La qualité pour recourir des voisins, à tout le moins des propriétaires des parcelles directement voisines de la parcelle litigieuse, était admise, ainsi que la recevabilité de tous les griefs susceptibles d’avoir une incidence pratique sur leur situation de fait ou de droit, notamment en raison du risque d’inondation. L’apport du dossier complet DD 2______ et du dossier pénal n’était pas nécessaire, car le dossier contenait les pièces nécessaires concernant la gestion des eaux, seule visée par l’autorisation complémentaire, et les juridictions administratives n’étaient en tout état pas compétentes au sujet des éventuelles conséquences pénales et civiles de la production de plans erronés.

Les griefs relatifs au type de procédure d’autorisation suivie et aux règles sur le traitement des eaux polluées et leur déversement ou infiltration, étaient écartés.

Il y avait lieu d’entrer en matière sur la caducité de l’autorisation principale, qui ne pouvait être invoquée dans le délai de recours (la période déterminante pour la péremption n’ayant expiré qu’en novembre 2022) et qui entraînerait l’annulation de l’autorisation complémentaire. Laissant ouverte la question de savoir si la « fin de la procédure » correspondait à la date de l’arrêt du 3 novembre 2022 ou à celle de son entrée en force, le TAPI a écarté le grief de la caducité.
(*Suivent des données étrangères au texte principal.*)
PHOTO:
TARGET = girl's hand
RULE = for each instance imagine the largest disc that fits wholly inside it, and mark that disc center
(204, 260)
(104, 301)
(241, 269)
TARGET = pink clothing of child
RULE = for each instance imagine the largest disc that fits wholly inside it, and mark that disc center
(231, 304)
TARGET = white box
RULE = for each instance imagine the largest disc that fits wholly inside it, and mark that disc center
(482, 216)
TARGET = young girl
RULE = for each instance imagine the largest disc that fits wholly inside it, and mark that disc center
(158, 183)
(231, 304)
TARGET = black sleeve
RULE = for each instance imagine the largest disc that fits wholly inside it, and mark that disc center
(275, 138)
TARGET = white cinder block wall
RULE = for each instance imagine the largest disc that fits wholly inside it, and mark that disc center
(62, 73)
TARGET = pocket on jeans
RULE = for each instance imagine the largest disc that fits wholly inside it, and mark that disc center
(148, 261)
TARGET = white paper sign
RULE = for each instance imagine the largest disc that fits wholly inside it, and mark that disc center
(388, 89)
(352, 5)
L’autorisation de construire DD 2______/1, qui était une décision globale, et l’autorisation de démolition M 1______ étaient étroitement liées. Elles avaient été sollicitées, instruites et octroyées en même temps et visaient toutes deux à l’édification d’une nouvelle construction. Elles nécessitaient un examen global qui prenait en considération tant les travaux de démolition que ceux de construction proprement dit. Les travaux visant la mise en œuvre de l’autorisation de construire litigieuse, notamment les travaux de démolition, avaient été entamés près d’une année avant l’échéance, compte tenu de la présence d’un ouvrier le 6 décembre 2021 pour commencer les travaux de démolition, l’arrêt des travaux ordonné par le département le 8 décembre suivant, les travaux de désamiantage depuis à tout le moins septembre 2022, les constats faits le 18 novembre 2022 et l’achèvement complet des travaux de démolition de la villa et du décapement du terrain à fin mars 2023.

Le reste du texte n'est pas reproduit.